6. Pour prononcer la sanction litigieuse d'avertissement, le maire d'Evreux reproche à M. C de s'être avachi le 26 août 2020 sur une jardinière du parvis de la cathédrale, alors qu'il était en intervention avec son équipe et assistait une personne sur la voie publique, et d'avoir ainsi, par ce comportement inapproprié, méconnu les règles de déontologie applicables aux policiers municipaux.

7. La commune d'Evreux, pour établir la matérialité des faits, produit les témoignages du supérieur hiérarchique de M. C et du chef de poste du centre de supervision urbain ayant visionné les images de vidéoprotection relatives aux faits reprochés. Toutefois, en l'absence d'autres éléments, notamment des enregistrements desdites caméras, la commune n'apporte pas, par ces seuls documents qui relatent les faits de manière contradictoire et qui sont par ailleurs contredits par l'attestation d'une commerçante produite par le requérant, la preuve, qui lui incombe, de l'exactitude matérielle du grief retenu contre l'agent. Par suite, la matérialité des agissements fautifs n'étant pas établie, M. C est fondé à soutenir que la sanction d'avertissement a été illégalement prononcée.

En ce qui concerne l'exclusion temporaire de fonctions :

8. Pour prononcer la sanction d'exclusion temporaire de fonctions de trois jours, le maire d'Evreux fait grief à M. C, alors qu'il a été appelé le 26 août 2020 pour porter assistance à des collègues, d'avoir tardé à se rendre sur les lieux.

9. Il ressort des pièces du dossier et n'est d'ailleurs pas contesté par la commune que M. C, qui était avec sa collègue en pause sanitaire lorsqu'il a été appelé en renfort à 21h24, est arrivé sur les lieux de l'intervention à 21h29, soit moins de cinq minutes après l'appel. Ainsi, et alors au demeurant que la commune ne précise pas l'obligation qu'aurait méconnue le requérant, les faits qui lui sont reprochés ne sont pas de nature à caractériser une faute.

10. Il résulte de tout ce qui précède, et sans qu'il soit besoin de se prononcer sur les autres moyens de la requête, que M. C est fondé à demander l'annulation des décisions du 30 novembre 2020 par lesquelles le maire d'Evreux lui a infligé un avertissement et une exclusion temporaire de fonctions de trois jours.

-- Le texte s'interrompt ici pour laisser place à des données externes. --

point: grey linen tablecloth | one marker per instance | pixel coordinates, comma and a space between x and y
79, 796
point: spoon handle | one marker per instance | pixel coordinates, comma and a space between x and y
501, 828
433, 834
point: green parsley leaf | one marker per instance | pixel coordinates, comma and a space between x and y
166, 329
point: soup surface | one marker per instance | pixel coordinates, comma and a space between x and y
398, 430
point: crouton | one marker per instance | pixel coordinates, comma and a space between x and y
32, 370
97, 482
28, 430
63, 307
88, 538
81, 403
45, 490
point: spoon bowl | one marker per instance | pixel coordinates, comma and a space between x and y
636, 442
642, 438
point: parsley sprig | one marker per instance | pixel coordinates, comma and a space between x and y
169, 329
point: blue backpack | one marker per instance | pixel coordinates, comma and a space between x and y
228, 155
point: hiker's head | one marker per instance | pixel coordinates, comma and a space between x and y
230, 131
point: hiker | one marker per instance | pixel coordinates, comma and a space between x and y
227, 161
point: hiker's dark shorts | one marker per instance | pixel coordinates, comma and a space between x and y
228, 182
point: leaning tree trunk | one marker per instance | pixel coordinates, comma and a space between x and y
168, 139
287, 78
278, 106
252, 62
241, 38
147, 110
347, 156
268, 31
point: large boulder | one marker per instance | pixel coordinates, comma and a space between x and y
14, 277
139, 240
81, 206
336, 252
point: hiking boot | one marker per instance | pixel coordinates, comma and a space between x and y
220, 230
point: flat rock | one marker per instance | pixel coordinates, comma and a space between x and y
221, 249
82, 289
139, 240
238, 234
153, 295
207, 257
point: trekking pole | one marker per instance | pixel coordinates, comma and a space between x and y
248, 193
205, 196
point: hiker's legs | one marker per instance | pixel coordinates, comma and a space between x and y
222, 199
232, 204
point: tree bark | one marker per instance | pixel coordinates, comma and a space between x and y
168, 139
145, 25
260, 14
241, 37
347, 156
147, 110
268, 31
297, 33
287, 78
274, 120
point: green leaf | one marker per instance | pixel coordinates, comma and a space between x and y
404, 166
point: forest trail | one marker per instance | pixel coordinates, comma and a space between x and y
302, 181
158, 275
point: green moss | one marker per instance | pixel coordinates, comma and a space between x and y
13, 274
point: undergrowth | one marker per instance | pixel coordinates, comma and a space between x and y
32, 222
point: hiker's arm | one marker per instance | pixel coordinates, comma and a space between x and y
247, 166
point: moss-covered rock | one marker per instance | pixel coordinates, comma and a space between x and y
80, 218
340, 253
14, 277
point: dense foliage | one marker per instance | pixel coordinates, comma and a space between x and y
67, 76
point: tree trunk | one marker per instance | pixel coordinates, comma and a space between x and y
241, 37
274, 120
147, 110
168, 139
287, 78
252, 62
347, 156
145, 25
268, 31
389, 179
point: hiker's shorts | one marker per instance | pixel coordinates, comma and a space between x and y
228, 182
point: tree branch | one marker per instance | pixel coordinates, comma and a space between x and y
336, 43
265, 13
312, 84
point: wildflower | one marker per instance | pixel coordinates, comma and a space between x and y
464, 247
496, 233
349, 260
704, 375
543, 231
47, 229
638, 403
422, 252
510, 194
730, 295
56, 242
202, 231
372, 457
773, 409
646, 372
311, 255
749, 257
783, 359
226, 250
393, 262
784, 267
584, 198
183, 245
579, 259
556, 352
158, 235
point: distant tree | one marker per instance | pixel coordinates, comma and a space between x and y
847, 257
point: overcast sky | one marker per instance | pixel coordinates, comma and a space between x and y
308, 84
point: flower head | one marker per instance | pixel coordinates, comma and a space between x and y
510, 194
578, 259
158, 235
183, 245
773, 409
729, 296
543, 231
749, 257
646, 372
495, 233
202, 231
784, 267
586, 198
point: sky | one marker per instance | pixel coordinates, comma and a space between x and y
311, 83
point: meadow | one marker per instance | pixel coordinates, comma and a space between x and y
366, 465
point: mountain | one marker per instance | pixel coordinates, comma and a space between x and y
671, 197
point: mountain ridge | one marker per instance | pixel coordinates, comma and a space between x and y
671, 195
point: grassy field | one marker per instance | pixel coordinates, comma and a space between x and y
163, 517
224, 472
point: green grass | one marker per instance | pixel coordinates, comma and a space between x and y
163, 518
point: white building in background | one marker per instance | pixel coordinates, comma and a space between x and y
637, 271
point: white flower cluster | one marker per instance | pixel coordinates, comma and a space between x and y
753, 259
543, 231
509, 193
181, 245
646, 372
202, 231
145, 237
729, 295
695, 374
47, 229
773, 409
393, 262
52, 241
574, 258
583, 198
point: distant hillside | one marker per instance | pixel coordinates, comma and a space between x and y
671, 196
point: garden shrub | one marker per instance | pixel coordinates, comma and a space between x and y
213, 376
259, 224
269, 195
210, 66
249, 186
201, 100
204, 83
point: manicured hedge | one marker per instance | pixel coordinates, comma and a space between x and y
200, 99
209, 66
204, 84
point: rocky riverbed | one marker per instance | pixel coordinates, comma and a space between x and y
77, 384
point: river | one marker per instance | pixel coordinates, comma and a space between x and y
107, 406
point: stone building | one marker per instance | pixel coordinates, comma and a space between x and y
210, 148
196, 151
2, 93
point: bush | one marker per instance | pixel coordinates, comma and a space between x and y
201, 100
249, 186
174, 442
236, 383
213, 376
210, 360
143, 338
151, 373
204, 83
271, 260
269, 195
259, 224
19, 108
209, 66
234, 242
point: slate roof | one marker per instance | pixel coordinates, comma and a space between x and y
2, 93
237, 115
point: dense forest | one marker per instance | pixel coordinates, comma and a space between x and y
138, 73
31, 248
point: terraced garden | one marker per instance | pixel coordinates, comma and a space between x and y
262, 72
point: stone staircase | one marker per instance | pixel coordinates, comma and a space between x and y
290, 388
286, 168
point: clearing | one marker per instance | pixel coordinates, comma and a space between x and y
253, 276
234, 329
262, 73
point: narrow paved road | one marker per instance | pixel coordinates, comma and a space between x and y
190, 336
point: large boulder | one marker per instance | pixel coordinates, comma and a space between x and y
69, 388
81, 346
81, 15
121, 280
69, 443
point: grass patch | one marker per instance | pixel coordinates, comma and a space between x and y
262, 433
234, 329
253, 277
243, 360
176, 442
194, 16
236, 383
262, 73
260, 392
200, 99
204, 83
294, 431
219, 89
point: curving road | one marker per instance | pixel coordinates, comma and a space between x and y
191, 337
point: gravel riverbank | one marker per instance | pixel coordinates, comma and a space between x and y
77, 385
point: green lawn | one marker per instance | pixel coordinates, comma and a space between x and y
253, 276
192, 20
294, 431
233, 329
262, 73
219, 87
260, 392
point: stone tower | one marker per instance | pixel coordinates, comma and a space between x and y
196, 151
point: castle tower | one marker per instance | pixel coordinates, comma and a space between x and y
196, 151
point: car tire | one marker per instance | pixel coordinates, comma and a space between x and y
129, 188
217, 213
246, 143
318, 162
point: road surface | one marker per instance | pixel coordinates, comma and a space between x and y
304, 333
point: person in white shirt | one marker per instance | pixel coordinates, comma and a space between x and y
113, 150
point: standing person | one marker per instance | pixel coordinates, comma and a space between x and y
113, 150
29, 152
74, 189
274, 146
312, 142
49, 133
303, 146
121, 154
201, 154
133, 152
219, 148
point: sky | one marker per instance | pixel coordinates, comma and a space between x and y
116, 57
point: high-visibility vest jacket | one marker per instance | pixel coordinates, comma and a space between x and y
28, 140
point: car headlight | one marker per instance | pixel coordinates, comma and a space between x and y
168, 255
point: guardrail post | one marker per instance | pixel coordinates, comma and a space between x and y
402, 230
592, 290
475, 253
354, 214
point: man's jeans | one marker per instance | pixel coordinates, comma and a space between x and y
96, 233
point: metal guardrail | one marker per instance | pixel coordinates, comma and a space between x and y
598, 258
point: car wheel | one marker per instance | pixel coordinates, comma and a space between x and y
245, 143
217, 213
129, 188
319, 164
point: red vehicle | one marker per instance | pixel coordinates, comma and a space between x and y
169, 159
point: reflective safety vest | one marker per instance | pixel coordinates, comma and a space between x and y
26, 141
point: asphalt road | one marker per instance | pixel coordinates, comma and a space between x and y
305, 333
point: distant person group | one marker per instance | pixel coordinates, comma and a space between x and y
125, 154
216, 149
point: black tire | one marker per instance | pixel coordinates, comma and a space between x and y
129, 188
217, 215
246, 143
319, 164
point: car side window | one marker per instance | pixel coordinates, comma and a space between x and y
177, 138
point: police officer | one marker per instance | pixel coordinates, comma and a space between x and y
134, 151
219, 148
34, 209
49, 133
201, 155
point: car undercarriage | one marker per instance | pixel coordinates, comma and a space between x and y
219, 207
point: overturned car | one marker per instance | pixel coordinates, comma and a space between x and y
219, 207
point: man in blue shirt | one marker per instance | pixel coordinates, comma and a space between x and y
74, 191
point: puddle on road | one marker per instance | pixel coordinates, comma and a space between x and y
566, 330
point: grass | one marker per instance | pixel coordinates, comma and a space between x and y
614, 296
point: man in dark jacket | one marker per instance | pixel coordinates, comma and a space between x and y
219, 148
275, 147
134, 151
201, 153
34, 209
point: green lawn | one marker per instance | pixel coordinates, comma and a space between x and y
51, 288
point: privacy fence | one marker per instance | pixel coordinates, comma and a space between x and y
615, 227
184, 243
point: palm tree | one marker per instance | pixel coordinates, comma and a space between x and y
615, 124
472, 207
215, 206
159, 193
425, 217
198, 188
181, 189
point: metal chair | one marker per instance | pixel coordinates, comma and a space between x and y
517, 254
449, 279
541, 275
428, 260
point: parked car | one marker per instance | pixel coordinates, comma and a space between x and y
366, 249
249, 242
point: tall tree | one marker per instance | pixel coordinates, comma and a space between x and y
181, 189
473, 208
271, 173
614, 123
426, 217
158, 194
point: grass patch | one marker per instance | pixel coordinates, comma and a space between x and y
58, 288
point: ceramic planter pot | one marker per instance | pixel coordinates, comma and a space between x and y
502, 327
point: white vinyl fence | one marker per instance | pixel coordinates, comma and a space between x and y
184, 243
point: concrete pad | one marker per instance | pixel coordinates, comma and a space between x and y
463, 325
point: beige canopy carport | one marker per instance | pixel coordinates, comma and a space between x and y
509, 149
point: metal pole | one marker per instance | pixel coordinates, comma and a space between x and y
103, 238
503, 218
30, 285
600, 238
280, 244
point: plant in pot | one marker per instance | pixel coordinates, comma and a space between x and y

Sur les frais liés au litige :

11. Il n'y a pas lieu, dans les circonstances de l'espèce, de mettre à la charge de l'Etat, qui n'est pas partie à l'instance, la somme que demande M. C au titre des frais exposés et non compris dans les dépens. En outre, les dispositions de l'article L. 761-1 du code de justice administrative font obstacle à ce que soit mise à la charge du requérant, qui n'est pas la partie perdante dans la présente instance, la somme que la commune demande au même titre.

D E C I D E :

Article 1er : Les décisions du 30 novembre 2020 par lesquelles le maire de la commune d'Evreux a prononcé à l'encontre de M. C une sanction d'exclusion temporaire de fonctions de trois jours et une sanction d'avertissement, sont annulées.

Article 2 : Le surplus des conclusions de la requête est rejeté.

Article 3 : Les conclusions de la commune d'Evreux tendant au bénéfice de l'article L. 761-1 du code de justice administrative sont rejetées.

Article 4 : Le présent jugement sera notifié à M. D C et à la commune d'Evreux.

Délibéré après l'audience du 18 octobre 2022, à laquelle siégeaient :

- Mme Boyer, présidente,

- M. Guiral, conseiller,

- Mme Favre, conseillère.

Rendu public par mise à disposition au greffe le 2 novembre 2022.

Le rapporteur,

S. A

La présidente,

C. BOYER

Le greffier,

J.-L. MICHEL

La République mande et ordonne au préfet de l'Eure en ce qui le concerne, ou à tous commissaires de justice à ce requis en ce qui concerne les voies de droit commun contre les parties privées, de pourvoir à l'exécution de la présente décision.